Theseus unpacking

April 24, 2026

Theseus, my new Windows binary translator, must see all the code it might run ahead of time to translate it. In that post I highlighted how this means it doesn't support programs that have a JIT. Someone emailed to ask about the packed executables found in the demoscene, which also unpack code at runtime. This absolutely nerd sniped me.

I wrote before about packed executables, so if you're not familiar with the term this is useful background context.

At a high level unpacking is simple.

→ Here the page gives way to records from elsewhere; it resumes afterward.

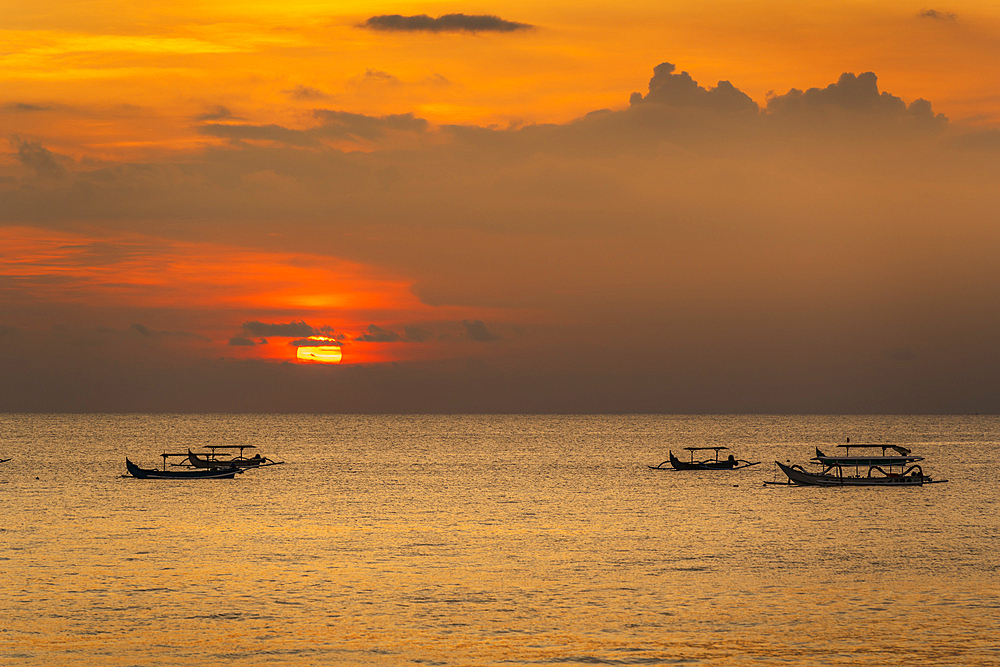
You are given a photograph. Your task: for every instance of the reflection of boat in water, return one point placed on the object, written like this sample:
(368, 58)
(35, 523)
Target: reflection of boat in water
(211, 458)
(153, 473)
(868, 469)
(729, 463)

You run the packed program up to the point where it finishes decompressing and is about to jump to the original main() function, at which point you grab all the decompressed state and write it out to a new unpacked program.

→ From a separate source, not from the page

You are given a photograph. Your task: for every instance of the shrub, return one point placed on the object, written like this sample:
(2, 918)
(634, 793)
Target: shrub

I could use Theseus to do the same, just as two passes: run Theseus once to translate the packed program, amend it to make it write an executable file to disk when ran, run it, and now you have a normal executable to run Theseus a second time on. When I implemented unpacking in retrowin32 I added some flags to support that "write out an executable" mode. I could do the same here.

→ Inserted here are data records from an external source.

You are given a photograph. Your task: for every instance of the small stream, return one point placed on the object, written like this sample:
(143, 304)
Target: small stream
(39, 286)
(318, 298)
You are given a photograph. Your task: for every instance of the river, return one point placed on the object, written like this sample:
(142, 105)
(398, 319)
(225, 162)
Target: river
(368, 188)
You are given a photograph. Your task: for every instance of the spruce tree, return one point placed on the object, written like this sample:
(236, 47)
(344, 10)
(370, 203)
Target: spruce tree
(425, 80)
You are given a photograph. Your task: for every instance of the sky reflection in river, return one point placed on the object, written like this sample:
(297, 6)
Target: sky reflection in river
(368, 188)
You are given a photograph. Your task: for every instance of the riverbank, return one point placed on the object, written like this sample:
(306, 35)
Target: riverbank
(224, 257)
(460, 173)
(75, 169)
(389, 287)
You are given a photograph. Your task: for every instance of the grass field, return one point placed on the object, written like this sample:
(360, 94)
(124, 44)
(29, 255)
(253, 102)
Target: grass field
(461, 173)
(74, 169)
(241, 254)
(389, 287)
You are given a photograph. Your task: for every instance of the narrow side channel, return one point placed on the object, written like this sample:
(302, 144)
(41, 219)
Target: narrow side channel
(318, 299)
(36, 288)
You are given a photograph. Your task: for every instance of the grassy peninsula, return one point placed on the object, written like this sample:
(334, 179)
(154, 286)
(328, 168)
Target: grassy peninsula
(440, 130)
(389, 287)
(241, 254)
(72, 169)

But the big picture idea I have with Theseus is this framing that the translated program is this mutable thing you can reach into and monkey with. Here's a kind of tidier approach to unpacking that uses that.

First, I run Theseus on the packed program, and in its output it prints:

WARN  tc/src/traverse.rs:40 omitting 004085dd: block appears zero-filled

This is saying "I saw a jump to this address, but on the other side there is no code". This immediately reveals the address of the original main() function: once unpacked, that's where the real program starts.

Next, I manually implement that function within the Theseus output to call my own do_unpack function. When control reaches there, I know the program has now unpacked itself into memory, and I can invoke Theseus itself on that memory to have it generate a program from the unpacked code.

In other words, I don't need to write out an intermediate .exe file and invoke Theseus again — I can modify the generated unpacker program to directly link and call back to Theseus itself! This is weird because Theseus-generated programs don't generally need to link the Theseus translator itself. But there's no reason it can't, the code is right there.

The total implementation ends up extremely simple, because I don't need to go through generating a proper PE file, I just gather the data Theseus needs. (Generic unpackers are thousands of lines of code; UPX's own functionality for unpacking is significantly more code than this; even retrowin32's implementation is twice as long.) And Theseus doesn't grow an unpacker mode, and rather just supports programs with manual modifications in general.

Unfortunately, I was so consumed by the nerd snipe here that I forgot the other reason you typically have to unpack a packed executable: to load it into a debugger. For that I would need to generate an exe, oh well. It's still neat.